Why the world's largest bank thinks India can thrive despite Trump's trade, visa blows

Sjoerd Leenart, CEO and head of banking for Asia Pacific, JPMorgan.
Sjoerd Leenart, CEO and head of banking for Asia Pacific, JPMorgan.
Summary

India has a particularly strong hand with its young population, domestic consumption, and a steadfast government, says a top JPMorgan executive. 

MUMBAI : US President Donald Trump’s trade tariffs and sudden changes to the H-1B visa process are just friction points in India's growth trajectory, given the country's young population and strong consumption drivers, according to a senior JPMorgan executive.

“They're just speed bumps. Growth is never a linear, straight line. There's always going to be bumps along the way," Sjoerd Leenart, chief executive officer and head of banking for Asia Pacific at JPMorgan, told Mint in an interview.

He said India has a particularly strong hand with its young population, domestic consumption, and a government that is consistent in its policy. “These are the India decades," added Leenart, who visited the country to speak at the 10th India conference of the world's largest bank by market capitalization earlier this week.

Trump’s second term hasn’t been conducive to the world's fifth-largest economy so far. On 27 August, the US administration imposed an additional 25% tariff on Indian goods for buying Russian oil, taking the total levy to 50%. Then came the surprise $100,000 fee on fresh work visas, with Indians slated to be impacted the most.

The US policy changes have kept people and businesses on their toes.

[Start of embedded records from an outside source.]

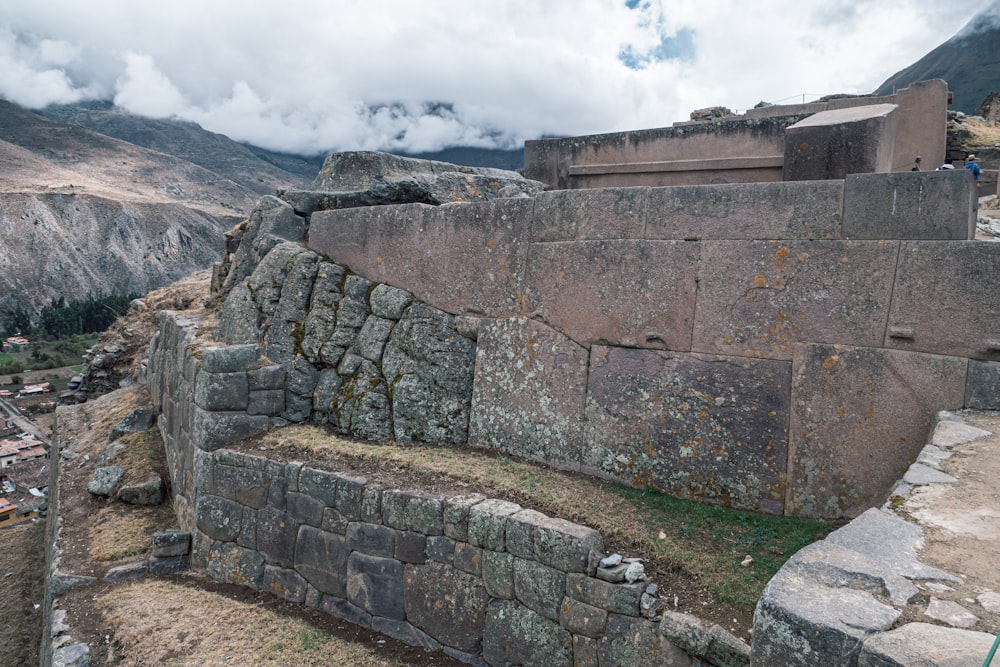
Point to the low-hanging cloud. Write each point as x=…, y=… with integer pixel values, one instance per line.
x=309, y=76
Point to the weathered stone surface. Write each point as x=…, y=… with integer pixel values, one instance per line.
x=529, y=392
x=455, y=514
x=859, y=418
x=168, y=564
x=935, y=283
x=214, y=430
x=321, y=558
x=221, y=391
x=758, y=298
x=272, y=221
x=447, y=604
x=832, y=144
x=515, y=635
x=320, y=484
x=411, y=547
x=488, y=523
x=149, y=490
x=667, y=420
x=412, y=510
x=362, y=407
x=276, y=535
x=171, y=543
x=232, y=564
x=636, y=642
x=432, y=181
x=105, y=481
x=616, y=598
x=243, y=483
x=389, y=302
x=376, y=585
x=539, y=588
x=581, y=618
x=321, y=322
x=784, y=210
x=925, y=644
x=429, y=371
x=404, y=632
x=593, y=214
x=800, y=621
x=286, y=584
x=704, y=640
x=343, y=609
x=601, y=291
x=219, y=518
x=498, y=574
x=371, y=539
x=933, y=205
x=140, y=419
x=459, y=258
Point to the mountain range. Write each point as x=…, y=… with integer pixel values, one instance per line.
x=95, y=200
x=969, y=62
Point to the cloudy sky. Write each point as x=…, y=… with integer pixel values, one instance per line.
x=311, y=76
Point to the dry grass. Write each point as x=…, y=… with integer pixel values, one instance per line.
x=702, y=546
x=166, y=624
x=118, y=532
x=22, y=550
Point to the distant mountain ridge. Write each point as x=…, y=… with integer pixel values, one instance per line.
x=969, y=62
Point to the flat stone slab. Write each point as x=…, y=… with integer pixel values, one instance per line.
x=461, y=258
x=759, y=298
x=667, y=420
x=936, y=281
x=784, y=210
x=529, y=392
x=629, y=293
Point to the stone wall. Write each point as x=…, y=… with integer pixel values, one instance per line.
x=780, y=347
x=485, y=581
x=758, y=146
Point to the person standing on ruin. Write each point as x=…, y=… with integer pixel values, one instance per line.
x=973, y=166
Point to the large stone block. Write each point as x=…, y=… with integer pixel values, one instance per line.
x=515, y=635
x=946, y=300
x=593, y=214
x=632, y=293
x=823, y=620
x=429, y=369
x=447, y=604
x=832, y=144
x=458, y=257
x=746, y=211
x=376, y=585
x=214, y=430
x=982, y=387
x=636, y=642
x=938, y=205
x=529, y=392
x=758, y=298
x=859, y=418
x=321, y=558
x=697, y=426
x=539, y=588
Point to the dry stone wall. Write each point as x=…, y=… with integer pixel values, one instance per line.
x=482, y=580
x=780, y=347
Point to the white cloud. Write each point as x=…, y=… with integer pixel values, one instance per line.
x=314, y=76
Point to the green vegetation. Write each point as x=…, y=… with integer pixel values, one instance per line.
x=62, y=319
x=704, y=545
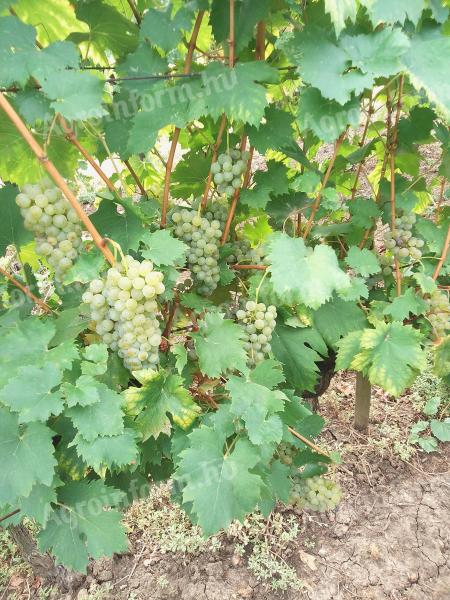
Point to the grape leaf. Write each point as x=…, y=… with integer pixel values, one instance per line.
x=101, y=418
x=115, y=451
x=299, y=351
x=301, y=276
x=340, y=11
x=427, y=67
x=126, y=229
x=26, y=451
x=220, y=488
x=364, y=262
x=163, y=249
x=326, y=118
x=408, y=303
x=337, y=318
x=81, y=527
x=160, y=396
x=391, y=356
x=257, y=406
x=30, y=394
x=274, y=133
x=219, y=346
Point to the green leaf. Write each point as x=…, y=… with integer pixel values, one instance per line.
x=257, y=406
x=340, y=11
x=101, y=418
x=163, y=249
x=326, y=118
x=12, y=230
x=302, y=276
x=238, y=92
x=384, y=11
x=299, y=350
x=268, y=373
x=109, y=32
x=408, y=303
x=441, y=429
x=81, y=528
x=125, y=229
x=26, y=451
x=53, y=19
x=274, y=133
x=337, y=318
x=391, y=356
x=110, y=452
x=427, y=67
x=160, y=396
x=364, y=262
x=220, y=488
x=219, y=346
x=30, y=394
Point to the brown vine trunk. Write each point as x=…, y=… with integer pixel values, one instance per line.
x=43, y=565
x=362, y=402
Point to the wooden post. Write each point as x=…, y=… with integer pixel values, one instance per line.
x=362, y=402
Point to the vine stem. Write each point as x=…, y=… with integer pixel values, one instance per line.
x=361, y=144
x=135, y=11
x=72, y=138
x=55, y=175
x=393, y=148
x=177, y=130
x=443, y=256
x=311, y=445
x=134, y=175
x=318, y=199
x=26, y=291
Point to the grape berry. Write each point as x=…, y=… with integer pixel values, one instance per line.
x=54, y=223
x=124, y=308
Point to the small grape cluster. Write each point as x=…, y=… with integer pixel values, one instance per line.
x=243, y=253
x=124, y=311
x=439, y=313
x=202, y=234
x=228, y=171
x=315, y=493
x=259, y=322
x=286, y=453
x=54, y=223
x=401, y=242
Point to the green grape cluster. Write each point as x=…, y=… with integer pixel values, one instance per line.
x=286, y=453
x=54, y=223
x=243, y=253
x=202, y=233
x=228, y=171
x=259, y=322
x=124, y=311
x=315, y=493
x=401, y=242
x=439, y=313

“The hallmark of a great economy is consistency of leadership, consistency of policy, and I think we used to associate that with the developed world having a lot of that and the developing world having less of that," said Leenart.

Over time, he said, it has changed a little bit because the political shifts in the western world have been quite quick, and that has led to some changes in direction of some of the governments. “The historical divide between the developed and the developing world is kind of converging a little bit, and in that context I think India stands out actually," he said.

India's draw

In August, India reformed the indirect tax system, rationalizing the goods and services tax (GST) slabs to 5%, 18%, and 40% and moving several product categories to lower rates. Despite the cuts, the government believes the potential consumption boom will allow it to retain the budgeted fiscal deficit target of 4.4% for 2025-26.

The GST overhaul, ahead of the festive season, is expected to boost consumption and somewhat offset Trump’s curveball.

“There are uncertainties for every country, including for India, but the fundamental secular trends that are happening in the country are very positive," said Leenart. “There is good policy, tax changes, infrastructure, and ease of doing business initiatives. You've got a young population, a good educational system, and a liquid equity market."

He said JPMorgan has been adding people in India, be it in its global capability centres (GCCs) or in the banking and investment banking divisions. A majority of its India headcount is across its four GCCs, employing 55,000 people.

A host of multinationals have set up GCCs in the country that are touted to conduct more advanced businesses than just coding and provide millions with employment. A February report by IT industry body Nasscom said that with over 1,800 GCCs employing 1.9 million professionals, India’s GCC sector is projected to grow from $64.6 billion in 2024 to $110 billion by 2030.